Being a big data practitioner and having built several large gigaflop high performance compute clusters in a multi-megawatt data center to perform computational studies on petabytes of data developed from research in x-ray crystallography and nuclear magnetic resonance imaging to screen for candidate compounds suitable for drug development at a big pharma company, I can tell you that when I come home from work and have to explain how my day went, my twenty year old blind arthritic hypertensive hypothyroid weak kidney example of Felis Silvestris Catus will only purr if she (1) has a warm lap to sit in, or (2) is allowed to “listen” while curled up on a floor register. She doesn’t care how big the data is, or how it was sifted through, or what results were returned, unless there is more warmth at the end. Oh wait … she only cares about man-made warming!
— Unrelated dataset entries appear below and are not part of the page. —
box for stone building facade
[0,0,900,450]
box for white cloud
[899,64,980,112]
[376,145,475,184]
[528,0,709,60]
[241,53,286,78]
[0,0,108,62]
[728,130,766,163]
I might have been harboring a seven pound warmista all this time and never even knew.
It IS worse than we thought!
LOL, as I am writing this, John Gleese and Taylor Swift are sitting on Graham Norton’s couch, and John just insulted Taylor about her cat, which happens to be a Scottish Fold, just like the one in the above photo. You can watch it at … http://www.eonline.com/news/587587/taylor-swift-s-cat-insulted-by-john-cleese-on-the-graham-norton-show-watch-and-find-out-how-she-reacted

ROM
October 15, 2014 2:11 pm

The most prominent and accomplished of the climate catastrophe predicting scientists are very quietly vacating and fading from the scene as the Great Catastrophic Manmade Global Warming racket steadily unravels at an ever faster rate.
As room is now appearing at the top in the climate catastrophe sensationalist end of the media as the climate big wheels retreat from their previous dire predictions, the third, fourth and fifth rate wannabe “scientists” [ ?? ] with their breakfast cereal packet degrees are rushing in to get their share of the honours and glory as predictors of even more far fetched and extreme climatic futures.
Catastrophic “future” predictions, always “future” predictions, which finally guarantee them a level of prominence and public exposure in the lowest intellectual strata of the sensationalist end of the media.

JeffC
October 16, 2014 7:07 am

Big Data sells itself as the magic bullet that will find the signal in of the chaos … its pure BS … its a way to sell hardware and software to gullible managers … remember big data doesn’t measure anything … its just storage … the problem is and will continue to be not enough sensors evenly distributed on the planet … big data can’t solve that …

Reply to  JeffC
October 17, 2014 5:24 pm

Yes Jeff. You are so right. If we have trouble with forecasting the weather what does this tell us? Warnings are better than no warnings, but sometimes an extreme weather event can pop up so quickly and only effect say a small specific part of a region, it can’t be helped.